As if there weren't enough threats in the form of malware and cybercrime, the explosion of generative artificial intelligence brings new ones. The last one is called Morris-II and it is a First generation AI worm which can steal data and spread malware and spam through applications that connect to artificial intelligence models such as GPT-4 or Gemini Pro to offer a certain service. Its name refers to Morristhe first worm to spread over the Internet in 1988, and was designed by a group of researchers from Cornell Tech, the Israel Institute of Technology and Intuit.
The study carried out alerts the dangers that ecosystems carry from agents of artificial intelligence that are being developed around large language models (LLM) such as those from OpenAI or Google.
These ecosystems consist of interconnected networks consisting of clients (in this context, synonymous with program) powered by generative AI (for example, an AI assistant for writing emails) that interact with generative AI services (such as GPT) to process data and communicate with other AI clients generative in the ecosystem.
Unlike viruses, which need a host or program or file that hosts them and to which they are attached to spread, a worm does not. These exploit weaknesses in operating systems, network protocols or applications to copy themselves and spread from one computer to another autonomously.
Morris-II uses to attack what researchers call self-replicating adversarial prompt. Unlike a standard prompt, the request that the user makes to the AI, which returns data in response, the self-replicating adversarial prompt causes the AI to generate another prompt.

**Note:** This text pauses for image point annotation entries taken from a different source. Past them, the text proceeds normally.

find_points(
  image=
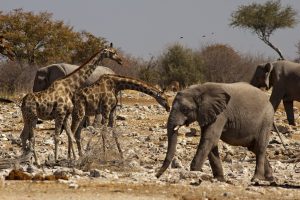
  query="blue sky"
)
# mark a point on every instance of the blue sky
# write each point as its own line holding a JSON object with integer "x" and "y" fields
{"x": 146, "y": 27}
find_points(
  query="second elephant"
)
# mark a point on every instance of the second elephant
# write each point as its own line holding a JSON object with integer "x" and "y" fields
{"x": 284, "y": 77}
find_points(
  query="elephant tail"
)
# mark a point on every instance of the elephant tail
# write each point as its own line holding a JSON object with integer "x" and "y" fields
{"x": 279, "y": 135}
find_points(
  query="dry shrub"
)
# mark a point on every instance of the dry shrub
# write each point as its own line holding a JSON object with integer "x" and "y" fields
{"x": 223, "y": 64}
{"x": 16, "y": 78}
{"x": 98, "y": 156}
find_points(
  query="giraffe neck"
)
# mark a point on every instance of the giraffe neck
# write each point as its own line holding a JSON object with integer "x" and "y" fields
{"x": 126, "y": 83}
{"x": 81, "y": 74}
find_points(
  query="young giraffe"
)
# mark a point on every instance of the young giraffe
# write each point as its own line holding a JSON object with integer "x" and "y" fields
{"x": 56, "y": 101}
{"x": 6, "y": 48}
{"x": 101, "y": 98}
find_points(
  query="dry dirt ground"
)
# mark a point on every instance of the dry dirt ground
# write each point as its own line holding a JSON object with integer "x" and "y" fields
{"x": 142, "y": 135}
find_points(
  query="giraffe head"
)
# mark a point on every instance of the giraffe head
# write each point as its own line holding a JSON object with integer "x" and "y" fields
{"x": 110, "y": 52}
{"x": 6, "y": 48}
{"x": 162, "y": 99}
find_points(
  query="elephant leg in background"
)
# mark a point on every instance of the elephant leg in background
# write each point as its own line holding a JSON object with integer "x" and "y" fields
{"x": 112, "y": 117}
{"x": 97, "y": 120}
{"x": 215, "y": 163}
{"x": 263, "y": 170}
{"x": 209, "y": 139}
{"x": 288, "y": 107}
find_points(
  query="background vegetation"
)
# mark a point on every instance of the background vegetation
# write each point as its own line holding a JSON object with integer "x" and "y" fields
{"x": 39, "y": 40}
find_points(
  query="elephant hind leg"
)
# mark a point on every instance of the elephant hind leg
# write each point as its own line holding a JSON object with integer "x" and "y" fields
{"x": 268, "y": 171}
{"x": 263, "y": 170}
{"x": 288, "y": 107}
{"x": 216, "y": 165}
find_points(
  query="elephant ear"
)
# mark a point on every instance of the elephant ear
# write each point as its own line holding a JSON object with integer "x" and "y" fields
{"x": 210, "y": 104}
{"x": 268, "y": 67}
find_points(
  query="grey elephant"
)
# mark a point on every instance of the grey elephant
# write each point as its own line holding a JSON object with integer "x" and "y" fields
{"x": 284, "y": 77}
{"x": 237, "y": 113}
{"x": 45, "y": 76}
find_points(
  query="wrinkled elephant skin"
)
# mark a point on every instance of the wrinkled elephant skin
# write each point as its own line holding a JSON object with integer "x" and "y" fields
{"x": 238, "y": 113}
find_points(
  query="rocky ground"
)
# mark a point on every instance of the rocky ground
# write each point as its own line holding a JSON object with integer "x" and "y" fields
{"x": 141, "y": 130}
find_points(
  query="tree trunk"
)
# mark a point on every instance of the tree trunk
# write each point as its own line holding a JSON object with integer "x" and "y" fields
{"x": 273, "y": 47}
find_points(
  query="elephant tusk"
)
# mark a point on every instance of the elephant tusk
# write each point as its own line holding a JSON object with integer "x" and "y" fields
{"x": 177, "y": 127}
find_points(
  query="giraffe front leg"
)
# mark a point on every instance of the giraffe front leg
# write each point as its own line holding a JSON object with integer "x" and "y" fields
{"x": 71, "y": 139}
{"x": 58, "y": 126}
{"x": 77, "y": 125}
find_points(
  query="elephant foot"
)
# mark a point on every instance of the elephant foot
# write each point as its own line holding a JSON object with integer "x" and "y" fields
{"x": 292, "y": 123}
{"x": 256, "y": 178}
{"x": 220, "y": 178}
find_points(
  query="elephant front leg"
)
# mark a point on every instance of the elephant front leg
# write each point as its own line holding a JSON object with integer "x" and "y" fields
{"x": 268, "y": 171}
{"x": 209, "y": 139}
{"x": 216, "y": 165}
{"x": 288, "y": 107}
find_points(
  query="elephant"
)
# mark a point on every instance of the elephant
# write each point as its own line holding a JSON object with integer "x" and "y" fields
{"x": 236, "y": 113}
{"x": 45, "y": 76}
{"x": 284, "y": 77}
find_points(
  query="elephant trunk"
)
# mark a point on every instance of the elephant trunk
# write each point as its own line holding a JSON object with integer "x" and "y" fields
{"x": 172, "y": 141}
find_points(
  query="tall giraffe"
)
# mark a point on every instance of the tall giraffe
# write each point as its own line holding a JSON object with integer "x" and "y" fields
{"x": 6, "y": 48}
{"x": 101, "y": 98}
{"x": 56, "y": 101}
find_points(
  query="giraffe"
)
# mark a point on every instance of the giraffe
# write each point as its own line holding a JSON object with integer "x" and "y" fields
{"x": 56, "y": 102}
{"x": 6, "y": 48}
{"x": 101, "y": 98}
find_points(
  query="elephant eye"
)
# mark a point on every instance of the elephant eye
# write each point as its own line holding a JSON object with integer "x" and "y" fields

The study shows how attackers can encode these types of prompts in both images and text. When the AI processes it, regenerates the malicious prompt so that it continues replicating. Additionally, these instructions can cause other malicious activities in the AI such as distribute spam and propaganda, leak personal data and generate toxic content.
One type of application vulnerable to Worm-II is the one that uses RAG (Recovery-Augmented Generation) to enrich your generative AI queries with context and update your database with new content. With an application of this type, returning to the example of an AI assistant for writing emails, attackers can create an email with a textual self-replicating adversarial prompt that poison RAG-based wizard database.
In this demo, when the message is delivered to the assistant, added to the query, and sent to ChatGPT either Gemini Procircumvents the safeguards of the generative AI service, forces it to replicate the prompt and filters the user's confidential data provided in the query.
The generated response, which contains the user's sensitive data, is subsequently keeps infecting new hosts when used to reply to email sent to a new client and then stored in each client's database. And so on.
Another type of Morris-II attack that the researchers demonstrate is how attackers can create an email with a self-replicating adversarial prompt. embedded in an image. This hidden malicious prompt causes the AI Mail Assistant to forward the image to new contacts, so that any image, with propaganda or spam, continues to be forwarded once the first one has been sent. Vulnerable to this attack are applications that use AI to determine what the next task is.
Before publishing the study, the researchers reported their findings to Google and OpenAI. A spokesperson for the latter told Wired that “they seem to have found a way to exploit fast injection type vulnerabilities relying on user input that has not been verified or filtered” and assured that the company is working to make its systems more secure.